JS: Oh, don't get me started on that! Because of my background in magic, I am particularly irritated by that, as are all honest magicians. Because so many of the effects that the fake psychics — and that's an oxymoron, fake psychics — use to convince people that they can talk to the dead — and I'm not talking about TV shows, I am talking about in the real world, that is where they are really scary — they use magic tricks to convince people that they have supernatural powers….
The belief in the supernatural is unbelievable. And of course that is aided and abetted by all of these shows on TV, ghosts and talking to the dead. Well, never mind the fictional shows. Look at people like James Van Praagh, the guy who talks to the dead. He's on Larry King often. Or John Edward. He's on Larry King, speaking to the dead.
Not seriously?
JS: Seriously.
I've never heard of either of these people.
JS: Really? They only sell books by the millions. Literally. They are much bigger in the U.S. than here, but they are available here.
Speaking of the U.S., and it's not that I want to get into political commentary, but…
JS: Well, I can get into political commentary. I think that Sarah Palin is a very nice looking lady and she speaks a very good game. But to think that someone is going to be one breath away from the U.S. presidency who wants to teach creationism in school, to me, is an absolutely frightening thought….

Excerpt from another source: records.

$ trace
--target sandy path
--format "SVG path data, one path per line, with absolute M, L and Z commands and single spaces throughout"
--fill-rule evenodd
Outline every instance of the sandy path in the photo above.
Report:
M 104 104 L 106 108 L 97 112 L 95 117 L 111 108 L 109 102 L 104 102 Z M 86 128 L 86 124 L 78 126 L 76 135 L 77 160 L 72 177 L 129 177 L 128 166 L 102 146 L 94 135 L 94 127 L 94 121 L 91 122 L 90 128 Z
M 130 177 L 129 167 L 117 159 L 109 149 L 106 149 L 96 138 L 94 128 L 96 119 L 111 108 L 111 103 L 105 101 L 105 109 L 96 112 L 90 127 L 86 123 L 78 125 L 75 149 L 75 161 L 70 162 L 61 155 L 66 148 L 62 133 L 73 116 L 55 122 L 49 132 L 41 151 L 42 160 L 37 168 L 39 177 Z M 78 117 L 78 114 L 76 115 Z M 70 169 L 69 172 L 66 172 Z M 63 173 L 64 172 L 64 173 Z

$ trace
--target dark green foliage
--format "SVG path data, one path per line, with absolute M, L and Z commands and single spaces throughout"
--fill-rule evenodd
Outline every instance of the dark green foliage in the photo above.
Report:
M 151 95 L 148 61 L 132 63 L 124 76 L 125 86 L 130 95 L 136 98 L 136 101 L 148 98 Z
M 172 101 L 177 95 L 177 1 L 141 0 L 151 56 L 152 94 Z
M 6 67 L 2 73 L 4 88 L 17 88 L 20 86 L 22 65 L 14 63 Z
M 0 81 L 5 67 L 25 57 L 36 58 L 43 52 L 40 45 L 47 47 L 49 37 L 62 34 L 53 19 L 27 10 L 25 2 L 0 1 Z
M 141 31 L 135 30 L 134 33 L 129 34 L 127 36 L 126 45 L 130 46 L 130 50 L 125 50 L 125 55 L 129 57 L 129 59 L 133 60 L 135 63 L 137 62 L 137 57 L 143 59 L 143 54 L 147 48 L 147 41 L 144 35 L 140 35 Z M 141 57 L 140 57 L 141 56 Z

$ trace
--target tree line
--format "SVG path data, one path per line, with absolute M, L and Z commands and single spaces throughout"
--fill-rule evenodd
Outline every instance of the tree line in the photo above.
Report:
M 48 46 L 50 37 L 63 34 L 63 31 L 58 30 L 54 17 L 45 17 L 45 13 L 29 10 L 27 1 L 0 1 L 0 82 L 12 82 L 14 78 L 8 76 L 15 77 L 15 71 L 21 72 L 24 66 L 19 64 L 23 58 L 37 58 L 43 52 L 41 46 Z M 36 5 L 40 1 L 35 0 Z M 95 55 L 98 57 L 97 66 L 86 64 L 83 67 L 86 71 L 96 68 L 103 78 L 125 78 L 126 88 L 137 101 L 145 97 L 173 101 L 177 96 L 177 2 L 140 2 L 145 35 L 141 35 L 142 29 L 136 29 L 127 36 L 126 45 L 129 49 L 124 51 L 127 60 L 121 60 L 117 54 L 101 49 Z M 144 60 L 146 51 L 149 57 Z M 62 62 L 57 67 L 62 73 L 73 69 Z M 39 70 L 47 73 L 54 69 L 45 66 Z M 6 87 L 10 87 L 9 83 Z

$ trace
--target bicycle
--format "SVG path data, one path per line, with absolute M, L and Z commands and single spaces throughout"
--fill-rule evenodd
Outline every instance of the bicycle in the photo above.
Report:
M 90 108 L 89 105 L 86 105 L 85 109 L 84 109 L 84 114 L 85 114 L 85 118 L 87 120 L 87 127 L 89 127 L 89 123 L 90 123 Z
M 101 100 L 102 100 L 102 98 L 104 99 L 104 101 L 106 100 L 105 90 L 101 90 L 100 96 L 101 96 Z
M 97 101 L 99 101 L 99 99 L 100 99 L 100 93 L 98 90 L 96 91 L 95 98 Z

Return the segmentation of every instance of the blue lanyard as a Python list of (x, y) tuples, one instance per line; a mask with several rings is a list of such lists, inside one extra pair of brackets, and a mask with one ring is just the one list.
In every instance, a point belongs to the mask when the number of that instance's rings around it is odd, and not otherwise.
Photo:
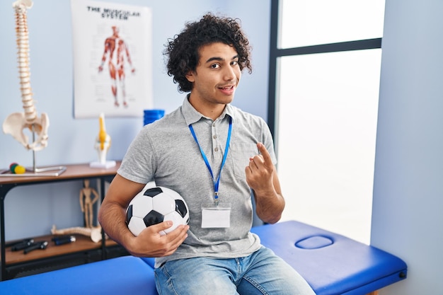
[(211, 176), (212, 177), (212, 182), (214, 183), (214, 201), (216, 205), (219, 204), (219, 185), (220, 185), (220, 175), (222, 175), (222, 169), (223, 169), (223, 166), (224, 166), (224, 162), (226, 161), (226, 157), (228, 156), (228, 150), (229, 149), (229, 141), (231, 141), (231, 132), (232, 131), (232, 118), (229, 117), (229, 129), (228, 130), (228, 138), (226, 139), (226, 145), (224, 148), (224, 154), (223, 155), (223, 161), (222, 161), (222, 166), (220, 166), (220, 173), (219, 173), (219, 177), (217, 180), (214, 180), (214, 173), (212, 173), (212, 169), (211, 169), (211, 166), (209, 165), (209, 161), (207, 160), (206, 157), (206, 154), (203, 151), (202, 146), (198, 143), (198, 140), (197, 139), (197, 136), (195, 135), (195, 132), (194, 132), (194, 128), (192, 128), (192, 125), (189, 125), (189, 129), (191, 131), (192, 137), (194, 137), (194, 139), (195, 139), (195, 142), (197, 142), (197, 145), (200, 149), (200, 153), (202, 153), (202, 157), (203, 157), (203, 160), (205, 161), (205, 163), (206, 164), (206, 167), (209, 170), (209, 173), (211, 173)]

If you are going to believe in creationism as she literally does, she believes everything started 5,700 years ago, as is. If you're willing to believe that, that means you have set aside scientific evidence. It means that you do not believe in, or do not understand or do not know about, the fossil record and radiocarbon dating and the hundreds and hundreds of pieces of evidence that show that evolution is not a question of belief, evolution is as much a fact as that the world is round and that gravity exists. And if you can set aside all of that scientific information, then how on earth can you make a judgment about global warming? Where are you going to go to get your facts for that? If you can't understand radiocarbon dating or the fossil record, how are you going to understand the nuances of global warming?
Some people believe that scientists worried about global warming are part of some vast conspiracy.
JS: Well, if you look at some of the ultra-right-wing nuts in the U.S., who claim that it is all a big conspiracy, the fact is that they can cherry-pick the scientific information and convince the gullible. I know that I could do that. I could go and speak in front of an audience and very effectively argue some quack notion by selectively picking from the scientific literature, and I could convince them of something. I could convince them that triply distilled sweat from Himalayan camels is the answer to arthritis.
You mean it isn't?
JS: I don't know. I haven't tested it.
What is the remedy?
JS: What we really have to do is engage students at a very early level. Start if need be in kindergarten, getting them to think critically and scientifically. The emphasis really has to be not on what to think, but on how to go about the process. You have to get them going on the scientific method.
And by high school, I think there needs to be emphasis on how we know what we know, getting them to understand the peer-review process and why the New England Journal is more reliable than the National Enquirer, what's behind it. And how is it that scientists know what they know, and why is it that someone who has spent their life working in the area of science and scientific controversies, that their opinion is more reliable than that of some housewife who happens to have got involved in some cause.
And all the NGOs and the alarmist groups stimulate that kind of stuff. And they are the ones that foster all of this unscientific activism. And I'm not against activism. There certainly is legitimacy, because we do need watchdogs, because industry will try to get away with whatever it can. As long as it is science-based.